# Australia Customs



## superfly (Jun 6, 2013)

Hello!

I know Australia Customs is strict. Just wondering for Filipinos who go to Australia have you brought:

**Sinigang Mix w/ Gabi
*Crab and Corn
*Nido Oriental Style*

These are all knorr products.

I know I always see these products in Asian Stores particularly in Blacktown.
But I just checked the label and it says it contains MILK.

My question is if anyone has brought these in AU? 
I know there is a restriction that the product with milk/dairy *should NOT be more than 10%. *Thus, I am still waiting for UNILEVER PHILS reply on my e-nquiry adn text about how many % is the Milk.

Thanks!


----------



## Mish (Jan 13, 2013)

Sorry I can't answer your question specifically as I am not familiar with the food but when coming into Australia you should declare all food. Also if in doubt declare it. If you declare it they will check it and if not ok they will take it off you but if you don't declare it and they find it and if it is not ok as well as taking it off you they will also fine you.

However, I would suggest contacting customs to ask them.

I do have a hunch that your crab and corn will not be allowed as they do not allow popcorn into the country - was on a qantas flight once and they gave everyone popcorn and people thought that they would keep it needless to say customs have a nice stash of popcorn.


----------



## superfly (Jun 6, 2013)

Thanks for the reply Mish. 

I was allowed to bring all my Knorr foodie. Just brought few tho. I'll bring another set hopefully on Dec. 

Cheers!


----------



## aussiesteve (Mar 16, 2012)

My wife has declared all sorts of Pinoy food to Australian Customs and the only things they wouldn't let her keep was pluverone coz it had uncooked milk product. Though I just remembered they once took some dried fish coz they had maggots in them.


----------



## anatolian13 (Sep 28, 2013)

Just an update on this.... Polveron is now ALLOWED into the country, and has been allowed for quite some time.

Another item that used to be prohibited was Banana Chips, but as long as they are commercially packaged, are also now allowed.

Just make sure you declare the food, unless you want to be fined.

BTW, it is not Customs that is interested in these items, but Quarantine.


----------



## superfly (Jun 6, 2013)

aussiesteve: I always declare all the food also wood stuffs even loofah scrub. Last March I brought dried fish (from Cebu) it was funny cause the guy who's in the xray asked me twice if it is "dried" he didn't bother to open it. he knows the smell will linger. hahaha!

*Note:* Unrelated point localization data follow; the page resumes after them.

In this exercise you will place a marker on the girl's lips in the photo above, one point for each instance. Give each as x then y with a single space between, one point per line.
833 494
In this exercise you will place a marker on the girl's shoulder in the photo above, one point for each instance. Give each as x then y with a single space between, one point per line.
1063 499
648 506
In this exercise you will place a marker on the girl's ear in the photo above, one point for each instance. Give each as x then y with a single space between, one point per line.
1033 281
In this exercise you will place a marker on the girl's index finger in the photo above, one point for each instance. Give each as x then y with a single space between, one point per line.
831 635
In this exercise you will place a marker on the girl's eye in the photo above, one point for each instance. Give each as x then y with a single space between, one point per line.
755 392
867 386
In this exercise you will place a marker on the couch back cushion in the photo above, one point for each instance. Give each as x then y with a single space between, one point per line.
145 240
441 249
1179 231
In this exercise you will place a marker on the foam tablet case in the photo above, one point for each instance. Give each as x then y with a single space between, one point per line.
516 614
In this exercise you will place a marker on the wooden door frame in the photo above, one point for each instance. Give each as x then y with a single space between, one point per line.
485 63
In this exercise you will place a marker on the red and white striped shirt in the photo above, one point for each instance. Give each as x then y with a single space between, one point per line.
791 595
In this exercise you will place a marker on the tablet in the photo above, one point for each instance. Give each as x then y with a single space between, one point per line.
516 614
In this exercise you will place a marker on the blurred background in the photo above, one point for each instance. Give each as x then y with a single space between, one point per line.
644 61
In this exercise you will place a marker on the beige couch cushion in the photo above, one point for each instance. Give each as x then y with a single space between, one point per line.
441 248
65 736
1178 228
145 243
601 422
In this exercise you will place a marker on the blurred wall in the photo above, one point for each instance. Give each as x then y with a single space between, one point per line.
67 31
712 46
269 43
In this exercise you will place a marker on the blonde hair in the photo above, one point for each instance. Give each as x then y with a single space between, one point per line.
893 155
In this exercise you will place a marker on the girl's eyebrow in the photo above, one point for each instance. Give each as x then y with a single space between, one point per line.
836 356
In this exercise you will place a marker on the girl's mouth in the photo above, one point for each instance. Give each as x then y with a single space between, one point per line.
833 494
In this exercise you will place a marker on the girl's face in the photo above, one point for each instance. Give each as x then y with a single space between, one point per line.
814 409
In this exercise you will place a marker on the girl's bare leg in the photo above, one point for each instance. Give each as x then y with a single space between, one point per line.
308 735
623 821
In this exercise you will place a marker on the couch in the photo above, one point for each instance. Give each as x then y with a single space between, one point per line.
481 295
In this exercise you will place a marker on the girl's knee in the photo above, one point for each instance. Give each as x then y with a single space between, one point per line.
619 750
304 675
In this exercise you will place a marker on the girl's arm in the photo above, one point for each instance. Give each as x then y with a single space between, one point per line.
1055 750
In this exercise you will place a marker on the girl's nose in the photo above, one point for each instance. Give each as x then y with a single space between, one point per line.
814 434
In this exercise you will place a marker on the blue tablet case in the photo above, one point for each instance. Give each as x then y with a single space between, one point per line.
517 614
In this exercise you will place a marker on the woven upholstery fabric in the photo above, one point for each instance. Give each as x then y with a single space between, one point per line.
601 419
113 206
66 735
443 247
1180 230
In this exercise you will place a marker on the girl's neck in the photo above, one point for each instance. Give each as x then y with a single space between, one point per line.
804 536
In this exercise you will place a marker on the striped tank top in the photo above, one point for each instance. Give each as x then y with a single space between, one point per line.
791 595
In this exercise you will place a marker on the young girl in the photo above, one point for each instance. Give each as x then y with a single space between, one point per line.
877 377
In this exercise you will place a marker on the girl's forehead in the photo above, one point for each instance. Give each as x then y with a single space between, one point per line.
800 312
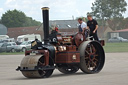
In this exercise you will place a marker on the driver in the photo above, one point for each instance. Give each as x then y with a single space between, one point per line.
82 27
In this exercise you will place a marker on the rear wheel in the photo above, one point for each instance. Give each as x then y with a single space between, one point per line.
68 70
29 61
92 57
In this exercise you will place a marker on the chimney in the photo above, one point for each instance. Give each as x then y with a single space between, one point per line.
45 11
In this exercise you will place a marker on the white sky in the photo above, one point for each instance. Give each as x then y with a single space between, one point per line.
59 9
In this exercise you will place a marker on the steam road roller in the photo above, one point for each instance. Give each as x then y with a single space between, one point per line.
67 53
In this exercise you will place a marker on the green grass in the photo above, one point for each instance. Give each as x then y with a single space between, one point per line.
116 47
9 53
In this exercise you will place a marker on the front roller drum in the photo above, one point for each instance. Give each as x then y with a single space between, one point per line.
92 57
68 70
30 62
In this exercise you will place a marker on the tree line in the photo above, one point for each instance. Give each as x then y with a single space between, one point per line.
110 13
16 18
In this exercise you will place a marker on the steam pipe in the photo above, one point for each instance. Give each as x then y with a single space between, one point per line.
45 11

anatolian13: Isn't Quarantine people part of Customs? 
Last December 2012 banana chips, dried mangoes were allowed pulvorone (milk) was not allowed but the chocolate pulvorone was allowed. happy to know they are allowing milk polvoron  Yipeee! I'm goin to bring some my partner loves Goldilocks polvorone


----------



## aussiesteve (Mar 16, 2012)

Your right it is not customs, but quarantine don't exist any more, they are now Dept of Agriculture. The names seem to be changed on a weekly basis. OK on the polverone, as of last April it was not approved' Im going to the Phil's next week and coming back in 3 weeks so I will know for sure then


----------



## anatolian13 (Sep 28, 2013)

You are quite right that 'quarantine' does not exist, and we were known as Biosecurity Australia, followed by DAFF and now Department of Agriculture. 

Not only have we had all these changes of names, but also uniforms.

I suggest to people to check for themselves if the goods are allowed or not, because items come off the prohibited list almost daily.

Staff are not informed of the changes, so it takes a while for the information to dissipate to all staff.

I should know, I work there lol


----------



## aussiesteve (Mar 16, 2012)

I familiar with that sort of thing anatolian13 the Government Department I work for has changed names 3 times in the last 5 years as well. My wardrobe is full of out of date uniforms, at least when I retire I will have plenty of gardening clothes.
As far as the prohibited items go, it must be a nightmare for you trying to keep up, my wifr is excited that polverone is now approved


----------